Dustyhorn maintains the two male police officers took her outside of city limits near to the Regina Correctional Centre on Highway 46. At some point they turned around and she alleges only when they were back within the city did the heating and equipment come back on.

“She kept saying she didn’t want to die”, says Dustyhorn. “She goes please, take me back, take me back, I don’t wanna die”. Dustyhorn adds she was fearful for her life.

“She felt isolated and afraid. She says please don’t leave me out here”.

But in a scrum with reporters Regina Police Chief Troy Hagen tells a different version. He has now had a chance to look at all the IT involved.

“I can tell you with a 100 per cent degree of confidence that the vehicle did not leave the city of Regina”, he maintains.
 
In a release on Monday, police confirmed no device inside police cruisers, including the GPS can be turned off. 
 
But Hagen did add the jail is not the first option. Officers will often drive a drunk person around to sober up and learn a safe address they can be taken. And he contends in this case the GPS is consistent with that. 
 
“I am not going to say exactly where the GPS was”, he says. “It was in residential areas and she was not taken out of town”.

The police said on Monday that a video recorded in the detention area shows the woman came into the police building with no shoes or jacket. Once she sobered up, she was released and given everything she had on her when she came in.
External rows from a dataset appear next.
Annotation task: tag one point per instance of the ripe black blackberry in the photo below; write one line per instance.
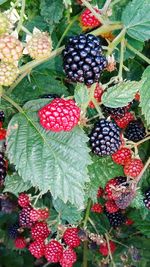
(135, 131)
(2, 116)
(83, 60)
(105, 138)
(116, 113)
(24, 218)
(147, 198)
(13, 231)
(115, 219)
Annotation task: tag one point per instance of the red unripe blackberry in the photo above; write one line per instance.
(69, 257)
(24, 218)
(133, 168)
(37, 249)
(83, 59)
(53, 251)
(103, 249)
(23, 200)
(88, 20)
(105, 138)
(59, 115)
(122, 156)
(135, 131)
(20, 242)
(71, 237)
(40, 230)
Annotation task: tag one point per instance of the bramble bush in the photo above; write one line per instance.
(74, 133)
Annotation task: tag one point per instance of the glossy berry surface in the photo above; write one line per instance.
(71, 237)
(133, 168)
(105, 138)
(135, 131)
(122, 156)
(59, 115)
(83, 60)
(53, 251)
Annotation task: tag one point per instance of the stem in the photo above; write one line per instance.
(87, 213)
(146, 59)
(21, 16)
(97, 15)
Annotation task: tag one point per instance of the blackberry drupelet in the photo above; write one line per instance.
(13, 231)
(115, 219)
(135, 131)
(147, 199)
(105, 138)
(116, 113)
(83, 59)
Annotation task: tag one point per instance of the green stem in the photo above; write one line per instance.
(146, 59)
(21, 16)
(87, 213)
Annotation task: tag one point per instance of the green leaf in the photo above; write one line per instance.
(81, 94)
(14, 184)
(145, 95)
(136, 18)
(101, 171)
(51, 161)
(68, 212)
(121, 94)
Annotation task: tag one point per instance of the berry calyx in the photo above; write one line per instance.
(69, 257)
(37, 249)
(111, 206)
(103, 249)
(23, 200)
(97, 208)
(133, 168)
(20, 242)
(122, 156)
(40, 230)
(71, 237)
(88, 20)
(53, 251)
(59, 115)
(124, 121)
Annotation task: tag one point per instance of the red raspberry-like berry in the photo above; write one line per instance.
(39, 215)
(53, 251)
(100, 192)
(123, 122)
(104, 248)
(23, 200)
(122, 156)
(40, 230)
(20, 242)
(71, 237)
(2, 134)
(37, 249)
(97, 95)
(59, 115)
(129, 221)
(97, 208)
(88, 20)
(69, 257)
(133, 168)
(111, 206)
Dustyhorn says both she and her daughter are suffering anxiety and panic attacks and her daughter has been unable to return to her apartment on Avonhurst Drive where all of this began.
 
The case is now in the hands of the Public Complaints Commission. The Regina Police Service has the officers’ reports and radio communication as well as the GPS data from their vehicle. It also has audio and video recordings from the detention area. All that documentation is being handed over to the Public Complaints Commission.